Durante os experimentos realizados em laboratório, a equipe avaliou o desempenho do detector utilizando diferentes níveis de luminosidade.

Os testes foram conduzidos desde situações com algumas centenas de fótons até cenários extremamente desafiadores, nos quais apenas cinco fótons estavam disponíveis.

Mesmo nessas condições, o protótipo conseguiu identificar elétrons e reconstruir com precisão suas posições dentro do bloco de material cintilador.

Segundo os pesquisadores, os resultados confirmam que o conceito funciona e abre caminho para versões ainda mais avançadas do equipamento.

A próxima geração do PLATON já está em desenvolvimento.

Ela deverá incorporar uma nova matriz de sensores de diodos de avalanche com maior eficiência na captura de fótons e tempos de resposta ainda mais precisos.
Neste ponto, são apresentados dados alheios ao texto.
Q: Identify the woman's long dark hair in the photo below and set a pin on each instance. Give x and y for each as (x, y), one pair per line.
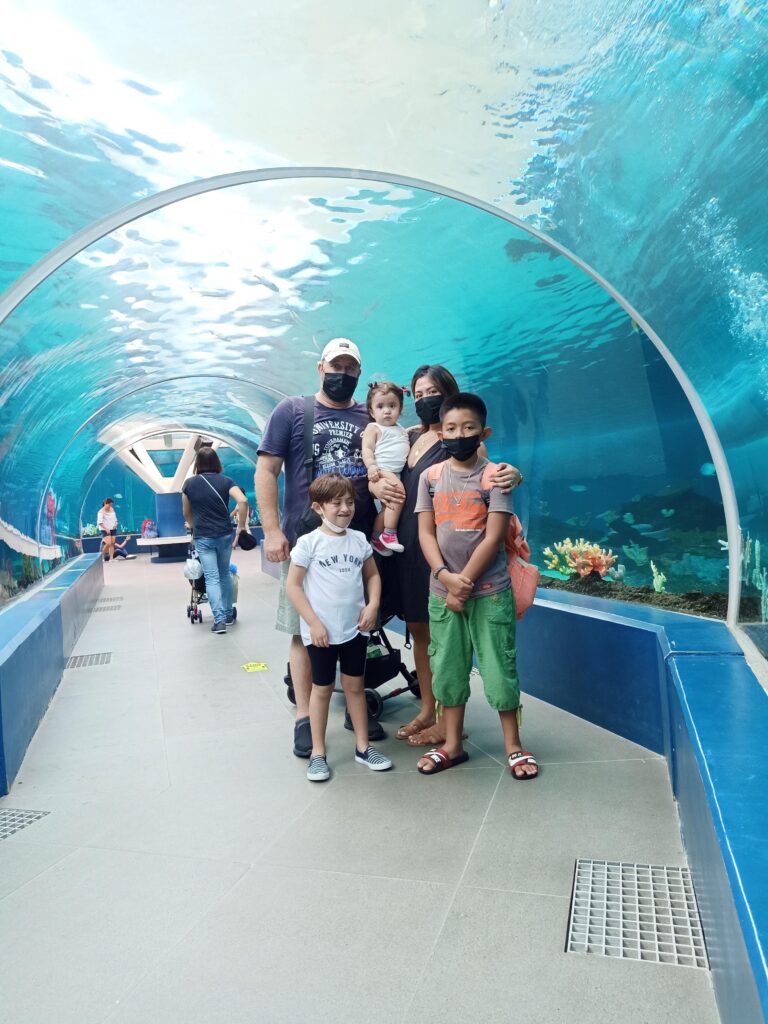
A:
(443, 380)
(207, 462)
Essas melhorias permitirão reconstruções tridimensionais mais detalhadas e ampliarão o alcance da tecnologia para experimentos cada vez mais complexos.

O impacto pode ir muito além da física de partículas

Embora o projeto tenha sido criado inicialmente para pesquisas em física, seus criadores acreditam que o potencial da tecnologia ultrapassa esse campo.

Uma das aplicações mais promissoras envolve a área médica.

Os pesquisadores já solicitaram patentes para adaptar o sistema ao uso em exames de tomografia por emissão de pósitrons (PET), técnica amplamente utilizada para localizar tumores, acompanhar doenças neurológicas e monitorar diversos processos metabólicos dentro do organismo.

Ao oferecer imagens mais precisas e uma detecção extremamente sensível, o PLATON poderá contribuir para exames médicos mais detalhados e eficientes.

Além disso, especialistas acreditam que tecnologias desse tipo poderão ser empregadas futuramente em outras áreas científicas que dependem da detecção de sinais extremamente fracos.

Se os próximos testes confirmarem os resultados iniciais, o detector desenvolvido pela ETH Zurich poderá representar uma mudança significativa tanto na investigação dos componentes fundamentais do Universo quanto no desenvolvimento de novas ferramentas para a medicina de imagem.